They live mostly outside instead of having limited access to the outdoors and grow slower, develop longer bodies and have less white meat. “It makes them a lot healthier of a chicken,” he said. He also doesn’t use hormones or antibiotics. His chickens can run around, resulting in a meat with more texture and “a lot more chicken flavor.”
He slaughters them himself. They cost more, too — about $4 a pound versus $1.49 a pound in the store.
And he sells them a different kind of way, outside of the traditional supply chain. On Sundays you can find Womach selling chickens at the Hillcrest Farmers Market. He also supplies a local co-op and the North Park farm-to-table restaurants The Linkery and El Take It Easy.
Trained as a brewer, Womach then stayed at home to raise his two sons. When the youngest went to kindergarten, he began looking for a way to get back into business and took a ranching course in 2008. That’s where he hit upon chickens and the demand for them to be raised a certain way.
Beyond poultry, he also raises goats, sheep, pigs, cattle, rabbits and turkeys. He spends an average of three nights a week on his ranch, commuting from his Talmadge home.
In between sales at the farmers market, the reserved 44-year-old and I discussed why he does what he does, his favorite way to eat chicken and how to deal with predators.
What do you think about the rise in food consciousness? Has that helped fuel what you do?

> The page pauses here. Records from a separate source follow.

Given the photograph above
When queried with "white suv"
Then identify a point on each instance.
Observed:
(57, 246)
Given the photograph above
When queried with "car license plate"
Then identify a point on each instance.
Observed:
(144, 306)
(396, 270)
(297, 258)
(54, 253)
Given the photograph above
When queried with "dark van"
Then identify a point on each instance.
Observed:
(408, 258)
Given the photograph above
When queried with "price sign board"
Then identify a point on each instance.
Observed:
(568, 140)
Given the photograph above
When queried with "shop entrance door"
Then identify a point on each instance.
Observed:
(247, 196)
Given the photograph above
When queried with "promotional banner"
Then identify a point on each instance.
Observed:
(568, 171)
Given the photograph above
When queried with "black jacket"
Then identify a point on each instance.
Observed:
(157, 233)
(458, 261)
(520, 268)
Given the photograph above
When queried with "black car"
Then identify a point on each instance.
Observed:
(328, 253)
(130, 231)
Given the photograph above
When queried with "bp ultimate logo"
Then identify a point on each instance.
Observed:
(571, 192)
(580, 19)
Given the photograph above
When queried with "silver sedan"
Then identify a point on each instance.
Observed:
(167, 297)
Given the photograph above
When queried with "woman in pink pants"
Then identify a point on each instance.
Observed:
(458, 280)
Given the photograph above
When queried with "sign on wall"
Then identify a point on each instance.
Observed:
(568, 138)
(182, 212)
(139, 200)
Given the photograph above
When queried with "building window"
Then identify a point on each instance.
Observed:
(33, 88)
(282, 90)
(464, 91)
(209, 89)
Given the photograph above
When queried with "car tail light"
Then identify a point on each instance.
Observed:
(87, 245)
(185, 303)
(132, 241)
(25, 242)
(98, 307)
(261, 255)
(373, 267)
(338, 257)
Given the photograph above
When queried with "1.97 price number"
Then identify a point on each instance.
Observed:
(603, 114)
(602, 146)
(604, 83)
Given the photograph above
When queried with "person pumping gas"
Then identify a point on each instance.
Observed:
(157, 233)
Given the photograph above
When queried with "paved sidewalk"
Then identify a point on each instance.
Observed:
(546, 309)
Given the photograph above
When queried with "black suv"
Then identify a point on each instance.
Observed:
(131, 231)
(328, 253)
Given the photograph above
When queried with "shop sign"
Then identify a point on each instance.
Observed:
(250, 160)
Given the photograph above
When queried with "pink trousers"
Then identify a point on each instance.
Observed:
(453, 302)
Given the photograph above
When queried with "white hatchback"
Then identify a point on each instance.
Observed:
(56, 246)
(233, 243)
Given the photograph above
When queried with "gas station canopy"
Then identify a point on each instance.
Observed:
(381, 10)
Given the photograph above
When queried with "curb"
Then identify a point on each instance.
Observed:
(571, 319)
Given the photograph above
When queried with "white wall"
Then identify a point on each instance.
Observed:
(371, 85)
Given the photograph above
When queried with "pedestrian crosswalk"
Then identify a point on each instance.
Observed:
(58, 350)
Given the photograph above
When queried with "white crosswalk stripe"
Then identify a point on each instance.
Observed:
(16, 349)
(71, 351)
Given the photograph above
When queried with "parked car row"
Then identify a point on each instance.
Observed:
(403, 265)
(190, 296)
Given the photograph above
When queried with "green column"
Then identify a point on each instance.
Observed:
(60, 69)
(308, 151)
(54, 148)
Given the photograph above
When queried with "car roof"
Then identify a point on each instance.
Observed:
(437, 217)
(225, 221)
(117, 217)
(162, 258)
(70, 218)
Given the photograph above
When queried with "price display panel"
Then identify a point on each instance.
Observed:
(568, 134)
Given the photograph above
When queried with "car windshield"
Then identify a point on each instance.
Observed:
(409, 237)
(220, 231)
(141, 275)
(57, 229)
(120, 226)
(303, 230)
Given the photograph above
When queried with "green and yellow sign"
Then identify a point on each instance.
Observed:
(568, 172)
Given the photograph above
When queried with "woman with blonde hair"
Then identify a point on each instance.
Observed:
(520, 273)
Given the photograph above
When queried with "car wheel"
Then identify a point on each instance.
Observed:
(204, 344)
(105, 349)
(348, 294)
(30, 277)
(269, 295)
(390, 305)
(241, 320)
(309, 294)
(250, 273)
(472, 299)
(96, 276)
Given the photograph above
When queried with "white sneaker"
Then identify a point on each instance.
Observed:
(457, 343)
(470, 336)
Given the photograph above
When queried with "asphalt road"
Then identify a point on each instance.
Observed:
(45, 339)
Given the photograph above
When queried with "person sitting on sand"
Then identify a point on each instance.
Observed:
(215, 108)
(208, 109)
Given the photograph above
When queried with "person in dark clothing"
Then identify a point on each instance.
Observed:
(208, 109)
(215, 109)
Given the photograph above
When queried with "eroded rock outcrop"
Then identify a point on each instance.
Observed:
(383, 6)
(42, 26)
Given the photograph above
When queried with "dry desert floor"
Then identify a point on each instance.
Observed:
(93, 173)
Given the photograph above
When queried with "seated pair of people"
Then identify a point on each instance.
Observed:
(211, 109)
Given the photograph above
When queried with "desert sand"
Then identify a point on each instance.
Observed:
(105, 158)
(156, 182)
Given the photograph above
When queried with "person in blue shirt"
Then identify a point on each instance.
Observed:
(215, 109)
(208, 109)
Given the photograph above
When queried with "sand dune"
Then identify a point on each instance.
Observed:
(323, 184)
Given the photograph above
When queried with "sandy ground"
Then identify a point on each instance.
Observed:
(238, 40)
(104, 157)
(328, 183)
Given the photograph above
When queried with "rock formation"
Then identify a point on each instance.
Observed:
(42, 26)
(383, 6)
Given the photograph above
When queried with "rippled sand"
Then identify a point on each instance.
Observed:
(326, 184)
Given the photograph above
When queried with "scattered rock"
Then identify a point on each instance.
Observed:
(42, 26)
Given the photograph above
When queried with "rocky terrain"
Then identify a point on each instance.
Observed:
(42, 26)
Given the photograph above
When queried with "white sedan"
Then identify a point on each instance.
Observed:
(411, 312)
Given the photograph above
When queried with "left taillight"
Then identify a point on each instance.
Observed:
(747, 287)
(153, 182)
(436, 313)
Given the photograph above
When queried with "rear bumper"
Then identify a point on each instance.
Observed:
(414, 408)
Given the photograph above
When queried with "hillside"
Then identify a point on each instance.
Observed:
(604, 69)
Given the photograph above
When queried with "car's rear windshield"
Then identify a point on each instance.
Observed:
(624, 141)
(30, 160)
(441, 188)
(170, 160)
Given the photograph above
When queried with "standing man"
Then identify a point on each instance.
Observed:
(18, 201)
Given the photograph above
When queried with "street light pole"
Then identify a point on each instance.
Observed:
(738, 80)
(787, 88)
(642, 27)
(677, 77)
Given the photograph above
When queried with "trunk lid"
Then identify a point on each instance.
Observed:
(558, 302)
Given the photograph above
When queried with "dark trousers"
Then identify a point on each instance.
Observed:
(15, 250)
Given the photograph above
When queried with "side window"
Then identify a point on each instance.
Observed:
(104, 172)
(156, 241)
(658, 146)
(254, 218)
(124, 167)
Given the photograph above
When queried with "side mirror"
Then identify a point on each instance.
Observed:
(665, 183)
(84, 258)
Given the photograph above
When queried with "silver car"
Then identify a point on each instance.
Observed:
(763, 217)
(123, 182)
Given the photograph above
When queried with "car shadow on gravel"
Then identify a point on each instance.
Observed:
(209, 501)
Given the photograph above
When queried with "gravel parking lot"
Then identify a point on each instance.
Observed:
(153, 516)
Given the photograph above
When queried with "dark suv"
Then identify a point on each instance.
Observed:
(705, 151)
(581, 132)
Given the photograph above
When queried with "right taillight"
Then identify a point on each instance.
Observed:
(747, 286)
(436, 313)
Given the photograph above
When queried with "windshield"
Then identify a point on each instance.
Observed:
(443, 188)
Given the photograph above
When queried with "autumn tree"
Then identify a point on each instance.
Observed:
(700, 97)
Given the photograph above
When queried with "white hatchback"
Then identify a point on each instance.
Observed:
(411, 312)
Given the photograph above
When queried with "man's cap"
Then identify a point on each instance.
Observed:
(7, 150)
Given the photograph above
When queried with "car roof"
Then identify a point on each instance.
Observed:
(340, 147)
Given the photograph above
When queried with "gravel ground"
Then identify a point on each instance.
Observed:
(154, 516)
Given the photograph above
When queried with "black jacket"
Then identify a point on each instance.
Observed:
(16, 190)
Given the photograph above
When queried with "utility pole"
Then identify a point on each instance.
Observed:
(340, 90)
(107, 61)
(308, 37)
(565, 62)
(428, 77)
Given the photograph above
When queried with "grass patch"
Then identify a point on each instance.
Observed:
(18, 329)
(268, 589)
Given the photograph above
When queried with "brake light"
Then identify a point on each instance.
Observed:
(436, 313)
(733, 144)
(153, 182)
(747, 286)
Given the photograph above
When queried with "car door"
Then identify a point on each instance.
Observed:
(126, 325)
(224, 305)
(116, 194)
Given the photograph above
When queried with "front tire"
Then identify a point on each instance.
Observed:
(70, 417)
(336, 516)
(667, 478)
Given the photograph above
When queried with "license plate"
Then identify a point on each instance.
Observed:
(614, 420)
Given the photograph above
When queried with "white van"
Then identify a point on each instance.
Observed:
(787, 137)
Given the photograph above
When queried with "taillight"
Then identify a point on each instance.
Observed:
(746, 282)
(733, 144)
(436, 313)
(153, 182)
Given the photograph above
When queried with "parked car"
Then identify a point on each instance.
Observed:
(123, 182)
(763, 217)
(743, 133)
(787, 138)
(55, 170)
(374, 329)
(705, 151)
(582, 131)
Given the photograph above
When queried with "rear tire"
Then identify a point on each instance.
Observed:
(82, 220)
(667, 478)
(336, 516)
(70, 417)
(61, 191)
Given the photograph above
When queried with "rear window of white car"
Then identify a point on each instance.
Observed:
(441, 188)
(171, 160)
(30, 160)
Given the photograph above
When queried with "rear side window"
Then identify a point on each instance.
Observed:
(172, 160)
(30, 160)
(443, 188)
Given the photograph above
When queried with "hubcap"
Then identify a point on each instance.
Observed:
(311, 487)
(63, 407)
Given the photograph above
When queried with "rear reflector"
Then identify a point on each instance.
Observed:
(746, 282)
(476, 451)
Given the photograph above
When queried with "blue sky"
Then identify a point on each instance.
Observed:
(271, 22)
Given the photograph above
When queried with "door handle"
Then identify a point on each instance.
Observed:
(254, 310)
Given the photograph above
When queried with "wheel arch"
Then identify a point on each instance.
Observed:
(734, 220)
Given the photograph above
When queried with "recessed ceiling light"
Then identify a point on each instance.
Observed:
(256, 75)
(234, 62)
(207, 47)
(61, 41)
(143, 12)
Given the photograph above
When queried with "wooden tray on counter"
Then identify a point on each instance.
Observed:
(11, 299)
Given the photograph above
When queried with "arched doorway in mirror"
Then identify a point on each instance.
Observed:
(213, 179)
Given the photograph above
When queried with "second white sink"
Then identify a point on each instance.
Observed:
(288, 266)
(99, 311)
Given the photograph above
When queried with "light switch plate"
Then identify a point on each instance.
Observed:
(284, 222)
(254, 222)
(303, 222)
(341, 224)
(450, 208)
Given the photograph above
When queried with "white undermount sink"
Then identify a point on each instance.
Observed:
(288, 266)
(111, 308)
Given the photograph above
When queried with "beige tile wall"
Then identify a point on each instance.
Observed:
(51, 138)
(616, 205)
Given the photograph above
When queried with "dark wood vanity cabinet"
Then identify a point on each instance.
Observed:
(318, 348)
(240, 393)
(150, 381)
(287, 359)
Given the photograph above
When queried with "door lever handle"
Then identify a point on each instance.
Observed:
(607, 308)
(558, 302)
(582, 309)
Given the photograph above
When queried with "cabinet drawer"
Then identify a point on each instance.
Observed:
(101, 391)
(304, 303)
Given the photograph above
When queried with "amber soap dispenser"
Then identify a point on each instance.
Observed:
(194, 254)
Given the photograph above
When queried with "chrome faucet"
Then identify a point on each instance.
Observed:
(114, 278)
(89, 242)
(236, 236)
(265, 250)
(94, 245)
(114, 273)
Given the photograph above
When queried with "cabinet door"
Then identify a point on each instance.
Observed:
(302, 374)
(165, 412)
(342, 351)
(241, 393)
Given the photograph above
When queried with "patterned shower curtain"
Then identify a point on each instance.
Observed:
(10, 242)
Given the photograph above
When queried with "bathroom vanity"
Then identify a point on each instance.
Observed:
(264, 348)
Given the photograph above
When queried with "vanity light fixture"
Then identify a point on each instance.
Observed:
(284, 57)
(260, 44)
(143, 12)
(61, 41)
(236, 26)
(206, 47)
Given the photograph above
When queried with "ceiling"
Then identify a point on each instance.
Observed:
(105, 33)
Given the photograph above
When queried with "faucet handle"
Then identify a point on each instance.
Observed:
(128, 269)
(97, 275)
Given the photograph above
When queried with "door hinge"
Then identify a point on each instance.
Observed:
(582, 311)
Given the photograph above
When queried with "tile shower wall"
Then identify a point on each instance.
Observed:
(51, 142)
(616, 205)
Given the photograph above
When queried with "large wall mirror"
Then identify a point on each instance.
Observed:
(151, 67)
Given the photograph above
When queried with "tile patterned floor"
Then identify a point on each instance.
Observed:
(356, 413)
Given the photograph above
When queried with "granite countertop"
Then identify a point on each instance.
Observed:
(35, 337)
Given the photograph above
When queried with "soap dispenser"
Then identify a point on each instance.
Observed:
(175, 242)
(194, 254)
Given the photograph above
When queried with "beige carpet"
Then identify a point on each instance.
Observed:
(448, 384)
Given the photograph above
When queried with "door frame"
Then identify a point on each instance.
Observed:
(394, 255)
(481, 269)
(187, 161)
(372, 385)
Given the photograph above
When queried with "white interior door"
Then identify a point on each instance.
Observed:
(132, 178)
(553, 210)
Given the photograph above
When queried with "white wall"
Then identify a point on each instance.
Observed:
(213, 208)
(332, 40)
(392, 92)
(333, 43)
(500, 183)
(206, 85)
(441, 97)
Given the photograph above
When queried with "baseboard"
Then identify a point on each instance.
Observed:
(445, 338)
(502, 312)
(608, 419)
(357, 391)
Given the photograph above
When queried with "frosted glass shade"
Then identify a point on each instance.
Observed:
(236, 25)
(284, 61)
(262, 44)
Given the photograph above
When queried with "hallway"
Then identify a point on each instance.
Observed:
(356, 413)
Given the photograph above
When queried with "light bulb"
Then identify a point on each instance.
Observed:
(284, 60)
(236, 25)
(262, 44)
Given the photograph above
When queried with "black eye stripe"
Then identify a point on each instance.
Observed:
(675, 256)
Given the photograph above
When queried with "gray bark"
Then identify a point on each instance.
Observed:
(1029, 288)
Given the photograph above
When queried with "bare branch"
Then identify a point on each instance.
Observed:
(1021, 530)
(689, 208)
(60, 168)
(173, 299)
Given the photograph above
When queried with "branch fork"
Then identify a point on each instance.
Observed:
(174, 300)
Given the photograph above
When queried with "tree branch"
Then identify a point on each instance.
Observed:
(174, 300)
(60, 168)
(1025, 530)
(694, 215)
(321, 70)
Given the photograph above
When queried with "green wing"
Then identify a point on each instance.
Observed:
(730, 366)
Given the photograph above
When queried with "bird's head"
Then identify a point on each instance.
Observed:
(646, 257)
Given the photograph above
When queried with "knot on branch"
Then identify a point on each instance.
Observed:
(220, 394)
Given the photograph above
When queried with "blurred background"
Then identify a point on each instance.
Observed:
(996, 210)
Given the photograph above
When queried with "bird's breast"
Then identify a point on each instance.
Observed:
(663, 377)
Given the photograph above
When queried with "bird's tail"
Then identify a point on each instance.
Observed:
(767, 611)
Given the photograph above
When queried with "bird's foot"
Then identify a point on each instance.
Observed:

It’s what I’m doing. I’m part of the same evolution of our food. I think it started though because of people’s health, not that they were originally concerned that chickens were in a warehouse. I think people just started getting sick more than they should be. Just a poor a diet, unhealthy lifestyles and a lot of that is food. It’s a small percentage of money being spent on food instead of other consumer goods they don’t really need.
What does your family eat then?
We rarely go out to dinner. We try to get organic food, processed as little as possible. I think like most families, do the best you can and if you can’t afford everything organic, just try to do as much as you can afford. I think everyone has to start somewhere.
What’s your favorite way to eat chicken?
Lately I’ve been doing fried chicken. I have the lard from the pigs and I tried my chicken fried that someone else made and I thought it was really good.
People throw out a lot of buzz words about food, like local, sustainable, organic, slow food, seasonal, farm to table. Where do you fit?
I like all those ideas but there becomes a point where we’re in this industrial food system, and it’s hard to compete against large corporations. So, you know I try to have some flexibility on the economics of what I can do. I can’t be strictly organic. There’s an ideal way to do things, and our country has a long way to make changes to get there. I’d like to try to be more organic. I’m trying to diversify so if chickens aren’t doing well, maybe I can sell more rabbits, or sell a couple of pigs. Chickens are what pay the bills at this point.
What keeps you doing things the way you do? Is it the philosophy behind it? The economics of it?
It’s the philosophy and it also becomes a point where I keep getting deeper into it and it’s like “OK, I need to make it work.” “You know I’m not ready to give up at this point.” But it’s been a struggle and a lot harder than I would’ve thought it would’ve been from the beginning. Being so small it’s a very low profit margin. There’s a reason people raise 50,000 chickens at a time. And the labor involved in trying to expand to more markets and more chickens isn’t really possible on the scale I’m doing.
I would be happy if I just made a little bit of extra (money). I think it’s that I’m trying to stay small so I only have 100 chickens a week and then I have to cover all my expenses with that 100 chickens a week.
Maybe you could sum up your philosophy for me.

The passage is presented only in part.